For the success of this experiment, it is important that the interaction between the two protein partners used in BiFC conformation is validated by using multiple methods and appropriate controls prior to using them as FRET acceptor. It is advisable to use negative controls such as a mutated form of interacting partner or an unrelated colocalizing protein as a negative interacting partner¹⁶. The negative controls for validating the BiFC interactions between M and C proteins used in this protocol included mutations in the putative binding domain of these proteins, which completely abolished the BiFC signal (Supplementary Figure 1). Moreover, this interaction was also validated by Y2H and FRET methods in different systems.

Also, temporal optimization of the expression of proteins in Nicotiana is recommended so that the adverse effects of overexpression of proteins, which may lead to false-positive results, can be minimized. It is also necessary to include the p19 strain along with the agrobacterial strains containing constructs to prevent post-transcriptional gene silencing. p19 is a suppressor of gene silencing from tomato bushy stunt virus and enhances the transformation efficiency up to 90%³⁰. Recently, better versions of the fluorophores, namely, m-turquoise-SYFP2, SYFP2-mRFP, and SCFP3a-SYFP2 have been developed. These can be used as FRET pairs depending on their suitability to the target system and cell type¹¹. The FRET-FLIM measurements should be performed in a minimum of ten cells to obtain statistically significant data. Wherever possible, adding a greater number of samples in the measurements will further improve the quality and reliability of the data. Depending upon the donor fluorophore, the mathematical model to fit the data with the fluorescence lifetime decay curve should be chosen.

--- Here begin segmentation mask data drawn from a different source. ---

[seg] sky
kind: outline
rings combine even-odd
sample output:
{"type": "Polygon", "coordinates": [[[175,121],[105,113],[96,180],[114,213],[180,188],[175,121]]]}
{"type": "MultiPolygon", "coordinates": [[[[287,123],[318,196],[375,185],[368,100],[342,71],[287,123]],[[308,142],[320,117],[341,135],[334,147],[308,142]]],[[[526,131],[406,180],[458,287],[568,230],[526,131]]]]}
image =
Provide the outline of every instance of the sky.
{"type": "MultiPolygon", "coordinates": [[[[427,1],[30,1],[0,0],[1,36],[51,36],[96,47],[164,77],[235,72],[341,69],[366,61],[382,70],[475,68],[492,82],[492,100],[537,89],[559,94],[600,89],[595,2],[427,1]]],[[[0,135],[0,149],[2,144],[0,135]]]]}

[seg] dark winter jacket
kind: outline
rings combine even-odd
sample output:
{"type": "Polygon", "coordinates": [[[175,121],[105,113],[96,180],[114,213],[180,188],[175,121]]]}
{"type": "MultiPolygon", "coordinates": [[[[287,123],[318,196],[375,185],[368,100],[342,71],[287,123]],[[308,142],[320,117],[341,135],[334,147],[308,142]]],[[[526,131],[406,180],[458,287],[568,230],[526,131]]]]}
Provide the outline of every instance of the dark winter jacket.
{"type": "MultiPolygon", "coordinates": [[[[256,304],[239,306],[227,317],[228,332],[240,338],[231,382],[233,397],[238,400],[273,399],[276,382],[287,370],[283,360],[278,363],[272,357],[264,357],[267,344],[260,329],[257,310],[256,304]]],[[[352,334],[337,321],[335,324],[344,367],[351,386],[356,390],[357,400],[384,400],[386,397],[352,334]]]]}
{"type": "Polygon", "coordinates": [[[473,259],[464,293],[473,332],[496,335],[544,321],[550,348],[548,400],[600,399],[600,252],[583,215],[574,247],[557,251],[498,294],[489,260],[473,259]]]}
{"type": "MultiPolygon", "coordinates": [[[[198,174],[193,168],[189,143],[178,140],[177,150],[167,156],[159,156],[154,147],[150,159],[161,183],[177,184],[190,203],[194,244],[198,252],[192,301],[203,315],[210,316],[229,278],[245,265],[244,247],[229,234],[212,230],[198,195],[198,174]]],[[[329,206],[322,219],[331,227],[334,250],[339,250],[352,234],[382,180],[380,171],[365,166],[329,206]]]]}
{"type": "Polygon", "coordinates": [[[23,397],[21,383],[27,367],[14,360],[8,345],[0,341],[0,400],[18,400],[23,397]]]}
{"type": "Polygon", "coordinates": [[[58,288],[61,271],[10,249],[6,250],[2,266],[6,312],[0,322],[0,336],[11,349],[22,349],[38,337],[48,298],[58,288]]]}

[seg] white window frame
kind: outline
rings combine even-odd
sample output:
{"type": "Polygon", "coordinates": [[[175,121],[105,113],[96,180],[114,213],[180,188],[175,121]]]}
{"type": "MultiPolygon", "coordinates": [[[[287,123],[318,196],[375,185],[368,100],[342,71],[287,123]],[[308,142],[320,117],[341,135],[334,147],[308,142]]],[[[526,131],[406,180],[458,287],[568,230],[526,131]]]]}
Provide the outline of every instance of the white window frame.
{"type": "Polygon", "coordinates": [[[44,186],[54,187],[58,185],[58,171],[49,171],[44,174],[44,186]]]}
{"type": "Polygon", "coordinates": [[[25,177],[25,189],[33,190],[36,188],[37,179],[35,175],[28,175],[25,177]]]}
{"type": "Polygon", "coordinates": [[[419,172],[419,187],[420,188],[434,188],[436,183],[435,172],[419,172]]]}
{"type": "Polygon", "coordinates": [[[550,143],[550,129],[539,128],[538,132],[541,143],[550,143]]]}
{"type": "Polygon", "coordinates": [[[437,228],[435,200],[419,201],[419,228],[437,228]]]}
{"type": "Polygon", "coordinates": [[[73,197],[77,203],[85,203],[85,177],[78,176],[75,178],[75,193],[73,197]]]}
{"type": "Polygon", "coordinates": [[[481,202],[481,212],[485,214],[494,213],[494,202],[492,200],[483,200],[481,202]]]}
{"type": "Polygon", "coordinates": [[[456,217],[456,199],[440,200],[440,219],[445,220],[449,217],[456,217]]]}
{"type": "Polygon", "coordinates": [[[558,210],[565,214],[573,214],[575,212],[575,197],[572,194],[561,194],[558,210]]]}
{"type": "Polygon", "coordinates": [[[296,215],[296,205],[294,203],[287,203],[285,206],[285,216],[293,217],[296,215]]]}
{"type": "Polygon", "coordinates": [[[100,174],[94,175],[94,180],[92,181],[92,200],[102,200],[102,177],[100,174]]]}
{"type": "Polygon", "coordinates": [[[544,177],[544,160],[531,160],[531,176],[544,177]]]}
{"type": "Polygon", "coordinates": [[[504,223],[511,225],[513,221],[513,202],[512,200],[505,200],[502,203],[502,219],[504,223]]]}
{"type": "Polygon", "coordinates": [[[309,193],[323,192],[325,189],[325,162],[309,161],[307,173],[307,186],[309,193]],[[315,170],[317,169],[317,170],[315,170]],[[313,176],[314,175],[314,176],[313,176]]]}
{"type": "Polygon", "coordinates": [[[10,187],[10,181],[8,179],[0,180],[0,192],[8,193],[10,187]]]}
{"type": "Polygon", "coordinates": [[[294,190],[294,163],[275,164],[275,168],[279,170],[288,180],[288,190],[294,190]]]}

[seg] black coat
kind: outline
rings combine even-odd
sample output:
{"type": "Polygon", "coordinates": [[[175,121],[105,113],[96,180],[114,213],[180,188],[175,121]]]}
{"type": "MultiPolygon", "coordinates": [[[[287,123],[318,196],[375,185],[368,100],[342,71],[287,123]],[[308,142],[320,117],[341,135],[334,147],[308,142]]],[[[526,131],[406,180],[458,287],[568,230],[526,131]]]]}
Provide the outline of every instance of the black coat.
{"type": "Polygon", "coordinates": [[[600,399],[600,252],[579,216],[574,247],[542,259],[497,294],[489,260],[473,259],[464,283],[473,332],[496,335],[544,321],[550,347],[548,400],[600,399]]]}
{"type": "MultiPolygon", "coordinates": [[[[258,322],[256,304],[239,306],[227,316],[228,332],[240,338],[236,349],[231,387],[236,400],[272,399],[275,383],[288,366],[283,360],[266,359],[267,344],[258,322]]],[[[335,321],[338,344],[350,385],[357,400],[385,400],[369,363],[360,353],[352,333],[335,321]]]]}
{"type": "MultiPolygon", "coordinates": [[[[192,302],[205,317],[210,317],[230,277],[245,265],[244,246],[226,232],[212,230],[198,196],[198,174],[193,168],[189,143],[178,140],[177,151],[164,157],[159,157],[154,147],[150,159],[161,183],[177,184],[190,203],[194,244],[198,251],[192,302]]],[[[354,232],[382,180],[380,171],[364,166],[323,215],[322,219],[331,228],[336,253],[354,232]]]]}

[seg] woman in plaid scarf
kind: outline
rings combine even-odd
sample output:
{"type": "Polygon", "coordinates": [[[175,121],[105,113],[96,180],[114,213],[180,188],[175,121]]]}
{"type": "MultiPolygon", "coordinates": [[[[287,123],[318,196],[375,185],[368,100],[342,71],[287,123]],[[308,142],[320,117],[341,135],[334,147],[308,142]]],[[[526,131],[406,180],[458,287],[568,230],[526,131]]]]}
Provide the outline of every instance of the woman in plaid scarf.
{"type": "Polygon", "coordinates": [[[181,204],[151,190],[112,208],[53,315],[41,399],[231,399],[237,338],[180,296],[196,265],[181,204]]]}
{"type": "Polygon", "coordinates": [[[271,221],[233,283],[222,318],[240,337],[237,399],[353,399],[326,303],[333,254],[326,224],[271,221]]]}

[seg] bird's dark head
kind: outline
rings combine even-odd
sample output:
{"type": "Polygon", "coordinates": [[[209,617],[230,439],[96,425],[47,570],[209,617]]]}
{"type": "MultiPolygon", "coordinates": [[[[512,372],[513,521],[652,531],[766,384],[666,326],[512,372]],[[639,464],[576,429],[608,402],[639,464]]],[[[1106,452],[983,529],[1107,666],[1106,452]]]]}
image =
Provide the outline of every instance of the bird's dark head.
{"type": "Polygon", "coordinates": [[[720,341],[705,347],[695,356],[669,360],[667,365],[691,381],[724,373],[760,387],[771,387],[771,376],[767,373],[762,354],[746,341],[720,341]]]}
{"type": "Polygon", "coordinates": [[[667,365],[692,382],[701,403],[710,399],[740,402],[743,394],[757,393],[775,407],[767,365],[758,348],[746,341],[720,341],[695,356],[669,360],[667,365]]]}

The protocol described here is a powerful tool to determine the tripartite interactions in living cells. It helps determine the intracellular location of the interacting complex, which is important in deciphering the function and physiological significance of any protein complex. It can also resolve the interacting partner's relative concentrations based on the FRET-FLIM data, that cannot be elucidated by intensity measurement methods alone¹⁰. Conclusively, BiFC based FRET-FLIM assay provides an opportunity to study and characterize important aspects of tripartite protein interactions, which can be utilized in animal as well as plant systems.